19 de noviembre de 2017

El zapatero de mi barrio


En mi barrio hay zapatero. Tiene una tienduca pequeña, que huele a betún y a alcanfor. Es un hombre de una edad indeterminada entre los cuarenta y los cien años. Es algo calvo, pero con el pelo blanco cortado al uno. Tiene un carácter pausado, y una mirada amable, que parece ver cosas más allá de lo que vemos los demás. Corre el rumor de que es judío o judaizante: ya ves tú qué importancia tendrá... aunque quizá sí la tiene, ya que es un rasgo de identidad en esta sociedad homogeneizadora. En su tienda -mejor dicho, en su taller- siempre suena Radio 3, música clásica. Y él debe saber tocar un instrumento musical, porque tiene un cartel de una banda municipal colgado en la pared, como si él formara parte del colectivo de algún modo. El tío es un manitas, que igual te arregla un zapato -¡qué menos!-, que un llavero, una cremallera o la correa de un reloj.

El otro día entablé una breve conversación con él, mientras trajinaba con una de sus máquinas para arreglarme un botín. Le pregunté cuántos años tenían las máquinas de las que se sirve, y me enteré de que una máquina Singer que tiene detrás del mostrador tiene más de cien años, y todavía la usa. Las otras dos -grandes como frigoríficos-, tienen en torno a cincuenta años. El hombre lo decía con orgullo, como quien alaba a un hijo o presume del tamaño de una lechuga que ha cultivado en su huerto con el sudor de su frente y el dolor de su lomadar.
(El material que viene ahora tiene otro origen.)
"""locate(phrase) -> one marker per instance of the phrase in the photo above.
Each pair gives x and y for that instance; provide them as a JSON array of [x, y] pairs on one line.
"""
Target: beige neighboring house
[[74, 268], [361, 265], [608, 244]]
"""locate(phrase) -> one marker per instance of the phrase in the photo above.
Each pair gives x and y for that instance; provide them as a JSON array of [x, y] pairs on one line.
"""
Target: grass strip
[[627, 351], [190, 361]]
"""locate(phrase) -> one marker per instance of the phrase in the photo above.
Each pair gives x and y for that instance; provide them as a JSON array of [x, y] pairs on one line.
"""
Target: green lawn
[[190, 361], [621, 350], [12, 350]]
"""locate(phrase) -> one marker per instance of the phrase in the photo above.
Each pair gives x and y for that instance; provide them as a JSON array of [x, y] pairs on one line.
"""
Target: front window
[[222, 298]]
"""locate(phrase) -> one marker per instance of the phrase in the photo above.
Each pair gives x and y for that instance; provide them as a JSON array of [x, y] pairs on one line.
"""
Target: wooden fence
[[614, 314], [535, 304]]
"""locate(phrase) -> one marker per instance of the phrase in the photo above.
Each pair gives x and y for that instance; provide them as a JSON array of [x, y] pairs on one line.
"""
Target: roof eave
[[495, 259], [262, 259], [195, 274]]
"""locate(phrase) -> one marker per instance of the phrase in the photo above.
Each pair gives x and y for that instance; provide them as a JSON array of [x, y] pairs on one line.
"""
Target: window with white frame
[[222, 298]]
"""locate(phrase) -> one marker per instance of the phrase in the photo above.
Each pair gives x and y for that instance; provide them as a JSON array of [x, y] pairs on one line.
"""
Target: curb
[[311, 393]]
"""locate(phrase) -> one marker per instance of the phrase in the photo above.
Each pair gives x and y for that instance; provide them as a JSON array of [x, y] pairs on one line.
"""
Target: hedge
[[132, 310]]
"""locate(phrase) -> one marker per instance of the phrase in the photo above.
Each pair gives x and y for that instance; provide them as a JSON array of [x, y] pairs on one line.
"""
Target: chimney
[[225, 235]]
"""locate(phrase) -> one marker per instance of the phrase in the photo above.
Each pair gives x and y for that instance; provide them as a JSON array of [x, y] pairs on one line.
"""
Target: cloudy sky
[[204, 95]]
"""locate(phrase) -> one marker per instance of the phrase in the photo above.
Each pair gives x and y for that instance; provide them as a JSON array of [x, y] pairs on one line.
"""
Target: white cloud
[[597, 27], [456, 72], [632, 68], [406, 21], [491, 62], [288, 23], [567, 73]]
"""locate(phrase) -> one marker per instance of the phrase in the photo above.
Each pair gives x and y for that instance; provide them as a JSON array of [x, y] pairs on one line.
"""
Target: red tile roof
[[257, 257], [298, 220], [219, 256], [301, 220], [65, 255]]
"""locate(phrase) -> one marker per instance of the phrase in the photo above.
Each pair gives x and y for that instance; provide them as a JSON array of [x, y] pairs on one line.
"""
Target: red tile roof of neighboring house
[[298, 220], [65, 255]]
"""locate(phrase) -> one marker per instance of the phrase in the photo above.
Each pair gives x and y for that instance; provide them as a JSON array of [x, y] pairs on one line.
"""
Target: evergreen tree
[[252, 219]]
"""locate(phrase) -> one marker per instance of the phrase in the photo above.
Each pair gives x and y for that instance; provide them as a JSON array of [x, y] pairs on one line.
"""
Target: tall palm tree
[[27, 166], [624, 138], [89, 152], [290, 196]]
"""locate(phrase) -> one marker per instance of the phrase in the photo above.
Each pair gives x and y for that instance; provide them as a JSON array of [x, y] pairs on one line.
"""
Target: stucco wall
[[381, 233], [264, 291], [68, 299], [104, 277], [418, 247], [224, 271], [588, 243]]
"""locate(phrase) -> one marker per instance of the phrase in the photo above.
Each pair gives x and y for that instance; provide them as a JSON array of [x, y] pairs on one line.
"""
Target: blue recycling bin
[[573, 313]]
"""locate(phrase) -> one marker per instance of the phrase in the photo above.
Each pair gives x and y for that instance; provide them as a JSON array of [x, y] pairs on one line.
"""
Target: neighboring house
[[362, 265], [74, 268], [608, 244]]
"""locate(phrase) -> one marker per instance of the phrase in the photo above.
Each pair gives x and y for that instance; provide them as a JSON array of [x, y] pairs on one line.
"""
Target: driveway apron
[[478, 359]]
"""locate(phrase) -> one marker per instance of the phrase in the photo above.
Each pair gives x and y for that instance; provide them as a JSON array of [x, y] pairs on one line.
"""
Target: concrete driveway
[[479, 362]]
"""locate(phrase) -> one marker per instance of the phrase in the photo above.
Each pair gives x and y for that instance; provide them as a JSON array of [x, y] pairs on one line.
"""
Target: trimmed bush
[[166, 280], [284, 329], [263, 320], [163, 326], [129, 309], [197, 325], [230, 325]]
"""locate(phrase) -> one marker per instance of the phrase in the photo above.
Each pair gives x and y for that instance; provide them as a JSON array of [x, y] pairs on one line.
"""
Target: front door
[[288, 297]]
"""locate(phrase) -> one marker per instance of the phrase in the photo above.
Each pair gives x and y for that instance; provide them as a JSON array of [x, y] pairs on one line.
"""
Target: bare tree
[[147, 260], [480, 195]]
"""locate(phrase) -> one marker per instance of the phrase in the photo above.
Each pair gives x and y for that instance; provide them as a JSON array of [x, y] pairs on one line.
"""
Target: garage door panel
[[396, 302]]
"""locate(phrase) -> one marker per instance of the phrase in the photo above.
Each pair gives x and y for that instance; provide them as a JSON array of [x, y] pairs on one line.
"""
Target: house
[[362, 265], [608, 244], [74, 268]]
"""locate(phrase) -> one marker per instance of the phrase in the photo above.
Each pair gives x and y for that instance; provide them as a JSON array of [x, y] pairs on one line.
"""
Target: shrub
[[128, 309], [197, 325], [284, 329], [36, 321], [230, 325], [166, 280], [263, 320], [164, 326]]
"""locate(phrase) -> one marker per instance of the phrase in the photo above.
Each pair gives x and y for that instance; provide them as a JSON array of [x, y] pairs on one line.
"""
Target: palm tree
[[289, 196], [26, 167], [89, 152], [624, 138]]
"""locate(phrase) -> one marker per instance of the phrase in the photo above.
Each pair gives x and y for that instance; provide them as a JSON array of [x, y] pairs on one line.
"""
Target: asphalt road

Si yo amo mi portátil, con el que hice la tesis y al que mantengo ya diez años, y el día que tenga que tirarlo sé que habré de guardar luto, no quiero ni pensar qué vínculo se romperá el día que mi zapatero judaizante se jubile y las máquinas tengan que buscarse otro artesano.

Mientras volvía a casa con la bolsa de plástico chocándome contra las piernas pensaba en el olor de la tienda, la música clásica, la serena mirada del zapatero mientras realizaba su trabajo al compás del zumbido constante de la máquina. Y no pude sino sentir un deje de envidia, de melancolía. Melancolía por un mundo que se acaba. Un mundo de artesanos que aman su trabajo y lo realizan sin prisa. Un mundo de olores y de callos en las manos. Que desaparece y deja paso a un mundo aséptico, que no huele a nada, donde personas sin raíces ni memoria ni roña entre las uñas nos afanamos por hacer muchas cosas, y por contar a todo el mundo que las hemos hecho, a través de pantallas muy brillantes de sofisticados dispositivos condenados a la obsolescencia programada. Cada vez más lejos de las cosas, de los demás, de nosotros mismos.

Al meter la llave en la cerradura de casa, cada vez más consciente de su anacronismo, no pude sino musitar: "Zapatero, gracias. Zapatero, por favor, resiste."